Hinckley, instead of being taken under civilian custody or even federal custody -- he is in a military district in DC but he is also in several federal districts -- he's whisked off to Quantico Marine Base and that's where he is held for questioning. I think that that was part of his debriefing and deprogramming. But he's not taken under civilian control, he's taken under military custody.
Then he's moved from there for psychiatric evaluation to Fort Butner, South Carolina, which was the first prison that was developed where the cells (and the blueprints) were called labs. It was the first mind-control experimentation prison in the country. He spends his time down there. Again with a group of psychiatrists that are interlinked with other assassinations and then he is eventually brought to court and declared not guilty by reason of insanity for the assassination attempt.
It's a convoluted story but the patterns are always the same. You have a patsy that takes the blame. You have a second gunman that never comes to light.
And indeed, Reagan told the Associated Press he thought he was shot by a Secret Service agent in an interview published in The New York Times April 23, 1981):
"I knew I'd been hurt, but I thought that I'd been hurt by the Secret Service man landing on me in the car, and it was, I must say, it was the most paralyzing pain. I've described it as if someone had hit you with a hammer.

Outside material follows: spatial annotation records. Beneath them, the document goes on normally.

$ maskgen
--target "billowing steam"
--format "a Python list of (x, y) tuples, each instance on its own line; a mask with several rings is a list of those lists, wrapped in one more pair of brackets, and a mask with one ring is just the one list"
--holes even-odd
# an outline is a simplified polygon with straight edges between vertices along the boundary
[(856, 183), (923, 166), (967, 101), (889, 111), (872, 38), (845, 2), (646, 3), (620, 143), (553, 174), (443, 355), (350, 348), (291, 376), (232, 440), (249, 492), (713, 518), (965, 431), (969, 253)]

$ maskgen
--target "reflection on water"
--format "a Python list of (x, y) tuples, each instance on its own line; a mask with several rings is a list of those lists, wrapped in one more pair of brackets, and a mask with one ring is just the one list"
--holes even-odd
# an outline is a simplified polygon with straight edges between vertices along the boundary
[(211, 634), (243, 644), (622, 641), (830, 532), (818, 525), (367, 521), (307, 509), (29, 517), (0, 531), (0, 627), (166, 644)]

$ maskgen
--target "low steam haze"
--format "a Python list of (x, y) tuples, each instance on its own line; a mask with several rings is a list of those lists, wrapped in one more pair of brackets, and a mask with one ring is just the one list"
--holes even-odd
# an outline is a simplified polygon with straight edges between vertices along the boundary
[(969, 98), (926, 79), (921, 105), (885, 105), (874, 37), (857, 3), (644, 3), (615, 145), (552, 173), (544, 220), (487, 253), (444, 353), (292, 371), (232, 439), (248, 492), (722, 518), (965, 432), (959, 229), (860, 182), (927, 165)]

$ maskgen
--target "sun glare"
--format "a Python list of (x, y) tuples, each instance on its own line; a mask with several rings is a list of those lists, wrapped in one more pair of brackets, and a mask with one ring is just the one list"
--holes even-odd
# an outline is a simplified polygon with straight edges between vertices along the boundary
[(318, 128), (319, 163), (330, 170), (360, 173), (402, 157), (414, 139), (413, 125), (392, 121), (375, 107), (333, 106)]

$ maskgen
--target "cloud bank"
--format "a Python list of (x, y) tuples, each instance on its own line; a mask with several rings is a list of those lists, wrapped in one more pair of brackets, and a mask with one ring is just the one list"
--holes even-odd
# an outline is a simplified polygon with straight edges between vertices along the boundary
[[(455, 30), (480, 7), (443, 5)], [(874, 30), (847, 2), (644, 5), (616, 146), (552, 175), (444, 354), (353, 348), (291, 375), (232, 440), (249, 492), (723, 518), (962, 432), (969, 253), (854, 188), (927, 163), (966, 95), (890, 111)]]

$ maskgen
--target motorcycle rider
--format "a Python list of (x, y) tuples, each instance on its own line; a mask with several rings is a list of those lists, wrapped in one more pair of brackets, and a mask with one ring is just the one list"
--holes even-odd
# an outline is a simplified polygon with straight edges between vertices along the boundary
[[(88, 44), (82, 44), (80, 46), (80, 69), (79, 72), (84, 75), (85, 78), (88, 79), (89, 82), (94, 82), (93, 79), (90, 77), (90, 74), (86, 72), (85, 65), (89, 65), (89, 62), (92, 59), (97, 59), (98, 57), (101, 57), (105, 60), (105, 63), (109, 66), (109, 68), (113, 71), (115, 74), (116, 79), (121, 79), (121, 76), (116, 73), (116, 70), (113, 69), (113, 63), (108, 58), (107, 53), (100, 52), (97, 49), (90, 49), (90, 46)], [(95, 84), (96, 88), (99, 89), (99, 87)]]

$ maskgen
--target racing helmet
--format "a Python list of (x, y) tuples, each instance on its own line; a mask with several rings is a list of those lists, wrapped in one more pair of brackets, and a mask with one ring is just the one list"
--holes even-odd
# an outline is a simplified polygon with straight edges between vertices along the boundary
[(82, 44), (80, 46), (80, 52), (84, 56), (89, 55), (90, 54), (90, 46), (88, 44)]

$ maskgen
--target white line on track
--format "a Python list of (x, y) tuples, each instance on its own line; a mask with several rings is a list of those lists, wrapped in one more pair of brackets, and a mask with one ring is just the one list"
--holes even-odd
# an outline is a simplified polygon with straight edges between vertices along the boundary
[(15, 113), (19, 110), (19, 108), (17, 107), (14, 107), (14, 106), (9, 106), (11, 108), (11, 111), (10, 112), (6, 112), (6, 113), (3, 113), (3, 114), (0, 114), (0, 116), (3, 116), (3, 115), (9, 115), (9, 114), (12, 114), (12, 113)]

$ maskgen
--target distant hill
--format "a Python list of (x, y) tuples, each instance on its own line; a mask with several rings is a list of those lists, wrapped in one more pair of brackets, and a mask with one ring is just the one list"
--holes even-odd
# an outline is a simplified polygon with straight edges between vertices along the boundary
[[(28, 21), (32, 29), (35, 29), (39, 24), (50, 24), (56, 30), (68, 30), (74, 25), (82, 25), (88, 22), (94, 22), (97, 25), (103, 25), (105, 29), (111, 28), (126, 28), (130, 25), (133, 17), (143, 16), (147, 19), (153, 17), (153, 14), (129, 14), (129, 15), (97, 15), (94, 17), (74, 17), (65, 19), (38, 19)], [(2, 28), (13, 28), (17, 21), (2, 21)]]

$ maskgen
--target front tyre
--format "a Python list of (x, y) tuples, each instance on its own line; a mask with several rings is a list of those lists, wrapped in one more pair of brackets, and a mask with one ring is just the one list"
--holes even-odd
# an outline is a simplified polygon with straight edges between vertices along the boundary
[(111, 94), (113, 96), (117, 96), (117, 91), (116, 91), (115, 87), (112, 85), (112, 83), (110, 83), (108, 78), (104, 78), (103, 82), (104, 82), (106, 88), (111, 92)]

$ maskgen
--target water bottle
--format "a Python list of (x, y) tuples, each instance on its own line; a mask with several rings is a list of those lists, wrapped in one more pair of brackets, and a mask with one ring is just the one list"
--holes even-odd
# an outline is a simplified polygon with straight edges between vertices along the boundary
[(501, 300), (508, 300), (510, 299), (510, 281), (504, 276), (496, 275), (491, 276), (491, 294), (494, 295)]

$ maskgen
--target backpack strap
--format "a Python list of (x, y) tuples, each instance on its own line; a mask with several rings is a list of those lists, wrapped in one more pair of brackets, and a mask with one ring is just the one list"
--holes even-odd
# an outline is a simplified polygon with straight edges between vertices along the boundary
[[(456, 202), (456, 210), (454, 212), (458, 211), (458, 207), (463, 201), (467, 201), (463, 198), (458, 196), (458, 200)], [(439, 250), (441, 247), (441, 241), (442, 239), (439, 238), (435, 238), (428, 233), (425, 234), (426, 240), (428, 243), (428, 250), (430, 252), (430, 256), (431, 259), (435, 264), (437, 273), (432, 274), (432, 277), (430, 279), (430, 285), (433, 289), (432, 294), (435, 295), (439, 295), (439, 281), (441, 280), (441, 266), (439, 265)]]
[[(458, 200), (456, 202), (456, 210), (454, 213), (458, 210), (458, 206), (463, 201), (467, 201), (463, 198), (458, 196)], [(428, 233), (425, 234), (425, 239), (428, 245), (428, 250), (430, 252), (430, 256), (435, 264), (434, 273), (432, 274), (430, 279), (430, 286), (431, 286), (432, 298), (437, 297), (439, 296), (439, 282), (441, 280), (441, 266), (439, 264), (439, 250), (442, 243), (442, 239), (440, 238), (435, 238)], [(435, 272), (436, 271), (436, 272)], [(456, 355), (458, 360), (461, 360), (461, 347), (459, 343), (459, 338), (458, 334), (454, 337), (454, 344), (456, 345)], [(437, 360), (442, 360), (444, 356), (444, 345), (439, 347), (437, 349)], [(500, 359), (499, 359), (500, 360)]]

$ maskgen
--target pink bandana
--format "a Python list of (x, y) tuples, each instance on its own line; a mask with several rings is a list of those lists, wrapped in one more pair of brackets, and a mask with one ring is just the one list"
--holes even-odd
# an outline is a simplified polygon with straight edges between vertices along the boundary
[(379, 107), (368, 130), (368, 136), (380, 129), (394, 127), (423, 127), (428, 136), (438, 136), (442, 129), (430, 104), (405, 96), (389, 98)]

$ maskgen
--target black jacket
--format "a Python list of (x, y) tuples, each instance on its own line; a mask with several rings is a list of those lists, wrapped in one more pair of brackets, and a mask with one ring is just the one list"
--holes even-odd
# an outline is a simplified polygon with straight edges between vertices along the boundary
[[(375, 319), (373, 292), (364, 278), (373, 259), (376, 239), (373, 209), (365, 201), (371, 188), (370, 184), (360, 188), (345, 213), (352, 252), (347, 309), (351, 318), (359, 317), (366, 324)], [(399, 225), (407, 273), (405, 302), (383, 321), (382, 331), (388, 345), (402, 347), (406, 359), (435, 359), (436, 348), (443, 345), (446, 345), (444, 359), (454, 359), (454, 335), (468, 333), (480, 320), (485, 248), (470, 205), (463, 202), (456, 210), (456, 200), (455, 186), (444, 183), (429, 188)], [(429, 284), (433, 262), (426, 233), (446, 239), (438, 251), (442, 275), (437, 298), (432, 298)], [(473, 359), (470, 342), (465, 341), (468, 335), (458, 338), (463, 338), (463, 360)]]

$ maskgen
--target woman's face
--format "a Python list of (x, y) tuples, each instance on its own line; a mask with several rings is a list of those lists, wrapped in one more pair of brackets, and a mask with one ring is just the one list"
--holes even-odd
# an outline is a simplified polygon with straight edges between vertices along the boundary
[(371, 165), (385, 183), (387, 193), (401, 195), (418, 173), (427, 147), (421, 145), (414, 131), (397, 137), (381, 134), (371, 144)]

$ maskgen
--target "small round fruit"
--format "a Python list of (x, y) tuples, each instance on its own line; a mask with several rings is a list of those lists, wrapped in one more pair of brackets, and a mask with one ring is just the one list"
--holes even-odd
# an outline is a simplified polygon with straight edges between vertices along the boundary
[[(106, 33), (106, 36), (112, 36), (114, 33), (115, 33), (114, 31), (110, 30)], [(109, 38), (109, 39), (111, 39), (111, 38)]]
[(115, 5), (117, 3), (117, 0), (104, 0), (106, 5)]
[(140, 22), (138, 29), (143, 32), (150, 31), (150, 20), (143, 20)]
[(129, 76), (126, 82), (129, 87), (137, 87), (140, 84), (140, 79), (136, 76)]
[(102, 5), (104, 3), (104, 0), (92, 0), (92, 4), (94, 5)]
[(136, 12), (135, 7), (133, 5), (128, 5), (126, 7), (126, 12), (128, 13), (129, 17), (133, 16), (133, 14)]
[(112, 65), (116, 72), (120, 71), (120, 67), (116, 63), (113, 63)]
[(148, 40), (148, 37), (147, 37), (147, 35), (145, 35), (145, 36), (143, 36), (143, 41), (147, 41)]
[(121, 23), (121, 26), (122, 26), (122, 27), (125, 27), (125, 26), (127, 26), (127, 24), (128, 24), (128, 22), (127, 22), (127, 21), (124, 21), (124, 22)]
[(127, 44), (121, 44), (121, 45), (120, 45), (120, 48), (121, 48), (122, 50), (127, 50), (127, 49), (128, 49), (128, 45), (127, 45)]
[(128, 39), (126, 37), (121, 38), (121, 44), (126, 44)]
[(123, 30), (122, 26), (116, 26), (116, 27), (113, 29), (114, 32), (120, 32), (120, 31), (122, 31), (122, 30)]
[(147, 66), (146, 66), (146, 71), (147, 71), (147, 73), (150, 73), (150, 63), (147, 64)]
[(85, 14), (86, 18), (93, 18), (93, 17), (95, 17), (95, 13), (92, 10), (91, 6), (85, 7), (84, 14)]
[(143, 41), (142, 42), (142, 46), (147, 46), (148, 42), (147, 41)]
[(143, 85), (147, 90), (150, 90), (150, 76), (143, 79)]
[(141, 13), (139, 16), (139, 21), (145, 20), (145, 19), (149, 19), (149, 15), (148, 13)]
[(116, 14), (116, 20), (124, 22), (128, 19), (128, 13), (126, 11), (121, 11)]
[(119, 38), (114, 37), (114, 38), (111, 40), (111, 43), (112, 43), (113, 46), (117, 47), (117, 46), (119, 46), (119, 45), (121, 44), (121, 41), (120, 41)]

But that sensation, it seemed to me, came after I was in the car, and so I thought that maybe his gun or something... suddenly I found that I was coughing up blood."
Then, after Reagan got himself to George Washington Hospital despite attempts to bring him to the Bethesda Naval Base, Michael Gilson De Lemos, author and member of the National Committee of the US Libertarian Party, picks up the story, writing on January 20, 2002:
When Reagan was shot, he apparently assumed that his Vice President did it. How do I know this? From the fascinating information that my mother, who volunteered at the hospital where he was taken and was a friend of his from the old Hollywood days, shared with me. It seems that shortly after he woke up, he asked for a DC patrol officer, had this person find a US ship that had just reached the area, and soon sailors with sidearms guarded his bedside while he placed the whole hospital under his direct command and swore all to secrecy. They buffered him from the Secret Service and anyone else. He trusted no one—and perhaps, by protecting himself with unentangled sailors and officers fresh from sea, saved his own life, and the country from one more black mark of shame.
One fellow Catcher in the Rye devotee and .38 caliber enthusiast -- and 'guest' of WorldVision -- was alleged (apparent?) Lennon assassin Mark David Chapman.